Tapes are really crap for home use though. They're expensive, super noisy. You constantly have to change them during backing up.

What I do now is use a whole box full of older harddrives that I replaced in my NAS. And I basically use them as tapes with a change frame.


Yeah, that's why i wrote that you need a tape library so you change 8 tapes at a time. If you have LTO-7, writing 8*6TB = 48 TB before having to change tapes sounds pretty good.


Hm yeah but those tapes, they're not really a lot cheaper than a HDD of that capacity. And a tape library is a very expensive, huge and noisy.

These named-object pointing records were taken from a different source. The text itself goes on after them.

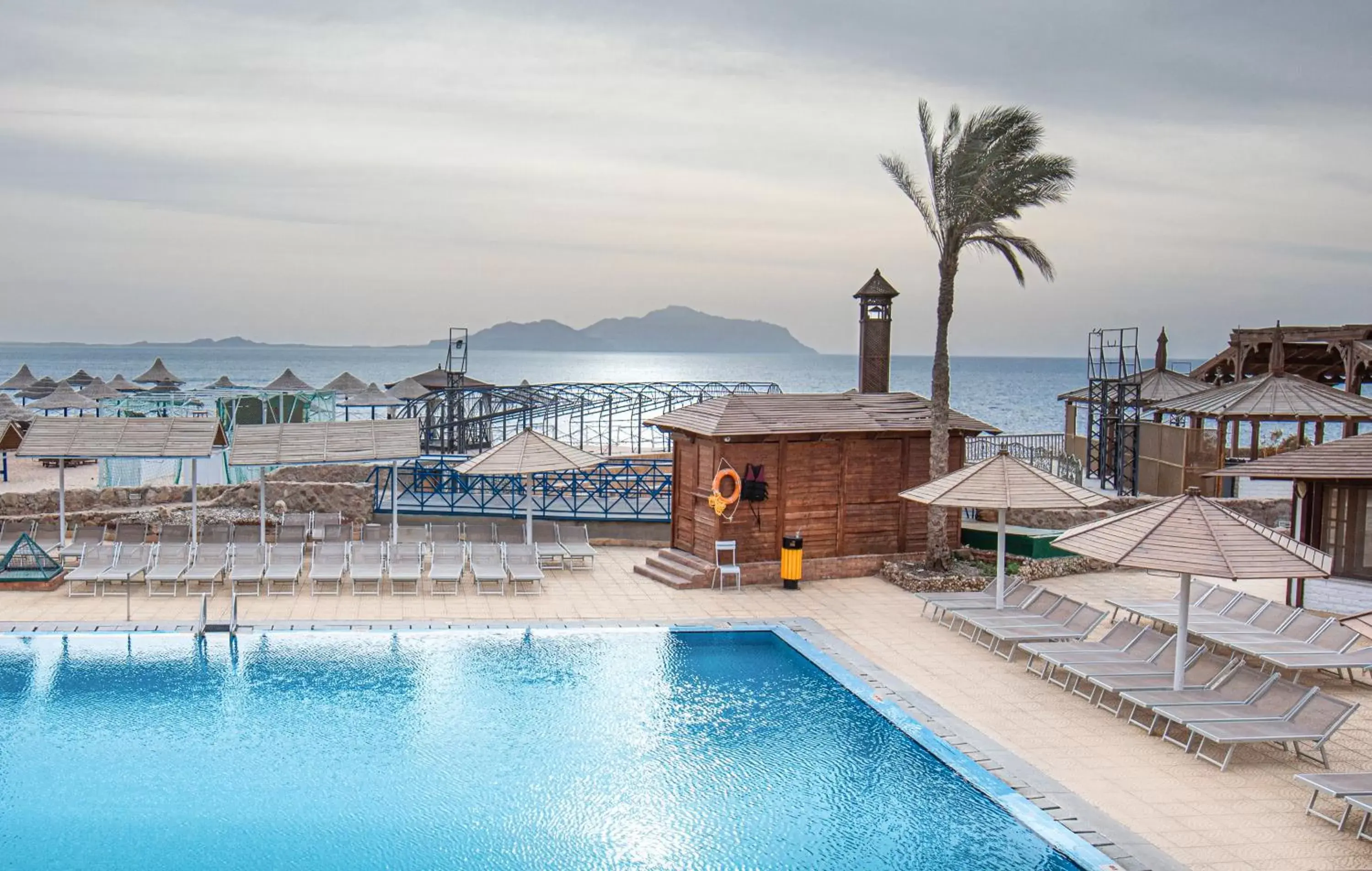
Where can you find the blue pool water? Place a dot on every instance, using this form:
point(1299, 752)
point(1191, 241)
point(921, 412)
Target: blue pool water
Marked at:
point(578, 749)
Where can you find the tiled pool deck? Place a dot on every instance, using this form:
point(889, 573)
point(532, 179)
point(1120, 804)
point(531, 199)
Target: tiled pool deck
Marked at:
point(1149, 803)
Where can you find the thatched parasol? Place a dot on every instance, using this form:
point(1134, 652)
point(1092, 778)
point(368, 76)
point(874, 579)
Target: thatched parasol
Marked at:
point(408, 389)
point(20, 379)
point(1194, 535)
point(124, 385)
point(346, 385)
point(158, 374)
point(39, 389)
point(287, 382)
point(1003, 482)
point(65, 398)
point(527, 454)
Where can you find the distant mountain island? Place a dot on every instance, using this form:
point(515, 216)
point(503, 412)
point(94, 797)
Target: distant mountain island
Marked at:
point(673, 330)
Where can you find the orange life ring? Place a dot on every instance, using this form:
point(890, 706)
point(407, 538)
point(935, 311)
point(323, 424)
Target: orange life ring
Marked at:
point(719, 479)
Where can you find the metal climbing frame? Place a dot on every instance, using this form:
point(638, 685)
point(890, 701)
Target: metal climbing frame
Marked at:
point(606, 419)
point(615, 490)
point(1113, 404)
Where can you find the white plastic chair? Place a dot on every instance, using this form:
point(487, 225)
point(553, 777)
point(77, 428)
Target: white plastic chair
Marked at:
point(725, 570)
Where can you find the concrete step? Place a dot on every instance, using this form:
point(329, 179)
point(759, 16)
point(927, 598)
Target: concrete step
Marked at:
point(671, 579)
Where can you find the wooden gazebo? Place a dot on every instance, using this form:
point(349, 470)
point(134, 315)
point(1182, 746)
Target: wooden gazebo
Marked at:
point(833, 464)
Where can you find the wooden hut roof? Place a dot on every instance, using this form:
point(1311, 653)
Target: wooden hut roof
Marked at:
point(357, 441)
point(1198, 535)
point(158, 374)
point(437, 379)
point(877, 286)
point(83, 438)
point(1154, 386)
point(289, 382)
point(408, 389)
point(1272, 397)
point(1342, 458)
point(1003, 482)
point(124, 385)
point(530, 453)
point(20, 379)
point(346, 383)
point(740, 415)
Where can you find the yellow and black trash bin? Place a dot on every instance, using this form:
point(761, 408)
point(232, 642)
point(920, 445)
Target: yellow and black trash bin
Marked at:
point(791, 553)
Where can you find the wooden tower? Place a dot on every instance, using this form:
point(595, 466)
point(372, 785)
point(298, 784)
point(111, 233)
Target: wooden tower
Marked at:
point(874, 335)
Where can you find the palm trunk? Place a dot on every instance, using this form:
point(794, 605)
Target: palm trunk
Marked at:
point(938, 554)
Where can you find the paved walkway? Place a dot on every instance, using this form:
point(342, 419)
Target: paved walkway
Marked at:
point(1250, 817)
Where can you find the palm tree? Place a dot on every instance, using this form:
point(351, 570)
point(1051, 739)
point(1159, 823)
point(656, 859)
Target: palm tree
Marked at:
point(983, 173)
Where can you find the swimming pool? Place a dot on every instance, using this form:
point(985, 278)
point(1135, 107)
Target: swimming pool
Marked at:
point(551, 749)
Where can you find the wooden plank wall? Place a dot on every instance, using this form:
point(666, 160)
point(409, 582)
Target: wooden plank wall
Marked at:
point(841, 493)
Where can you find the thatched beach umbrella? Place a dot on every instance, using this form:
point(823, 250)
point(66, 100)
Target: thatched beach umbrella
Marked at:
point(124, 385)
point(65, 398)
point(158, 375)
point(289, 382)
point(99, 390)
point(20, 379)
point(1194, 535)
point(346, 385)
point(408, 389)
point(79, 379)
point(223, 383)
point(39, 389)
point(527, 454)
point(371, 397)
point(1002, 483)
point(9, 411)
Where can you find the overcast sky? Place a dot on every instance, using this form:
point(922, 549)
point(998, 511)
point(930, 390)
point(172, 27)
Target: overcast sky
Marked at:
point(356, 172)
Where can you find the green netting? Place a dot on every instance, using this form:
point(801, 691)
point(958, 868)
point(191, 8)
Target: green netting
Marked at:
point(28, 561)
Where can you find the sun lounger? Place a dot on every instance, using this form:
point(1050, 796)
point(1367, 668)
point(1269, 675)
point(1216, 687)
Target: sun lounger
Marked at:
point(284, 565)
point(216, 534)
point(577, 541)
point(83, 538)
point(131, 561)
point(448, 532)
point(169, 564)
point(367, 567)
point(209, 564)
point(1005, 641)
point(10, 532)
point(1335, 786)
point(247, 570)
point(1202, 670)
point(522, 564)
point(175, 534)
point(1313, 722)
point(46, 535)
point(488, 567)
point(131, 532)
point(551, 553)
point(1274, 703)
point(405, 568)
point(293, 535)
point(94, 561)
point(1161, 661)
point(448, 567)
point(328, 561)
point(1116, 638)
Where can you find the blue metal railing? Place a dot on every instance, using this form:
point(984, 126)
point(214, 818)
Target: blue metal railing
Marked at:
point(615, 490)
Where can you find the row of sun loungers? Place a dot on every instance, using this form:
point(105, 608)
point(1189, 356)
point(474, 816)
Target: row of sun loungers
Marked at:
point(1283, 638)
point(1224, 704)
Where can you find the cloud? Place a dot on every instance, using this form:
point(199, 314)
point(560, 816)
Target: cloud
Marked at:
point(177, 168)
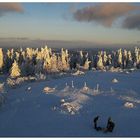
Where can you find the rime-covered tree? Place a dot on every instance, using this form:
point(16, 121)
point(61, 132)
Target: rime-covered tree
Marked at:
point(120, 58)
point(54, 63)
point(15, 70)
point(86, 65)
point(1, 58)
point(100, 62)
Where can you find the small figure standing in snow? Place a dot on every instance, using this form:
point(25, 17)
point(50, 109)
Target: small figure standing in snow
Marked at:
point(110, 125)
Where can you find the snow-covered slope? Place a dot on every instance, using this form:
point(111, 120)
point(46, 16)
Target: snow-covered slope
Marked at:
point(28, 111)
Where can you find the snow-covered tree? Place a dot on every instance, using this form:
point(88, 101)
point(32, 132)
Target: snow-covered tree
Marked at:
point(54, 63)
point(1, 58)
point(129, 61)
point(15, 70)
point(86, 65)
point(119, 57)
point(100, 62)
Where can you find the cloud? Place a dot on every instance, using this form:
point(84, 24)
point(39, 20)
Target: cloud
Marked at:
point(105, 13)
point(132, 22)
point(10, 7)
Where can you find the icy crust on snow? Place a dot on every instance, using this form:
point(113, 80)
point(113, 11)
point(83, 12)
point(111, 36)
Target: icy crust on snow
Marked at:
point(72, 105)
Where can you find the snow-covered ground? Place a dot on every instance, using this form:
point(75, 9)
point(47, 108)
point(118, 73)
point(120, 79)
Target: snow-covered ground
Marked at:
point(66, 106)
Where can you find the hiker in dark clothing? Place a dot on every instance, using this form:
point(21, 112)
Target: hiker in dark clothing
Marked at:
point(110, 125)
point(95, 124)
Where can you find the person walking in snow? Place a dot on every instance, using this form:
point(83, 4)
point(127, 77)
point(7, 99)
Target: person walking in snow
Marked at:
point(110, 125)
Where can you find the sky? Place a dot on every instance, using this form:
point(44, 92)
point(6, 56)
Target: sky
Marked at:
point(99, 23)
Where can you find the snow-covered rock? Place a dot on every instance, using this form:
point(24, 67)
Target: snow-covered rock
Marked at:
point(78, 72)
point(62, 101)
point(85, 88)
point(48, 90)
point(115, 80)
point(129, 105)
point(69, 108)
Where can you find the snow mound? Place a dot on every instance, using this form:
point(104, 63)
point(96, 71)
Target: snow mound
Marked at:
point(85, 88)
point(2, 98)
point(129, 105)
point(48, 90)
point(14, 82)
point(40, 77)
point(1, 87)
point(78, 72)
point(68, 108)
point(115, 80)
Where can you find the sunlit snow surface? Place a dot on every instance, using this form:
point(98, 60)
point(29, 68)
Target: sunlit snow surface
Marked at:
point(35, 113)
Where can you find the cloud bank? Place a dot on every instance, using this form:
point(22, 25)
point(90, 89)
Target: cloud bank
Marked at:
point(10, 7)
point(104, 14)
point(132, 22)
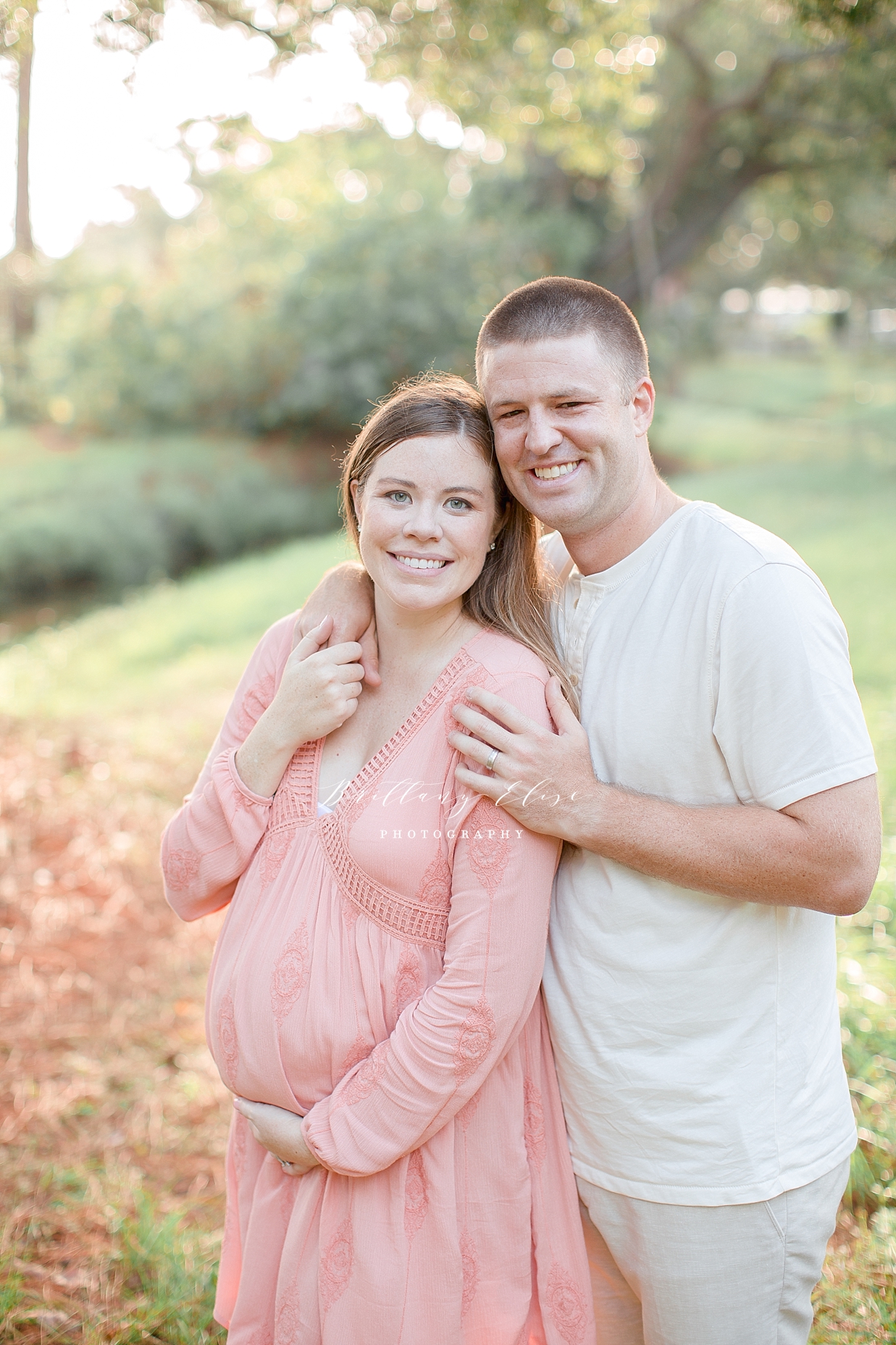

And as I found out the drives are tempermental. I had a tape library and eventually both drives said they'd needed cleaning, even after cleaning. When it worked it was great, though a cheap NAS with a couple of hard drives in it replaced it and was far more reliable and cheaper.


Here i'm seeing the cheapest HDD at a cost of 15€/TB and LTO-9 tape at 4.72€/TB. That's more than a 3x difference.


How long do they last, and what will you do when they stop making tapes and equipment to read them?

I ask because I came from a generation with a lot of tapes (reels, cassettes, 8-track, Betamax, VHS, etc.). Cassettes are coming back a little, but not much. I know long-term storage still uses tapes, but I wonder for how long. What happens when we run out of the resources to make them? Is there no better and safer long-term media that is affordable? A magnetic event could wipe them all.


Tapes are still being actively developed for archiving by companies like Fuji, Sony and IBM. They’re not going away any time soon.

And if a magnetic event is strong enough to wipe all your tapes you probably have bigger problems on your hands than a fried backup.


I think you're good for 20 years or so if you store the tapes well. Pretty much all of the industry is using LTO tapes so i don't see them going away soon.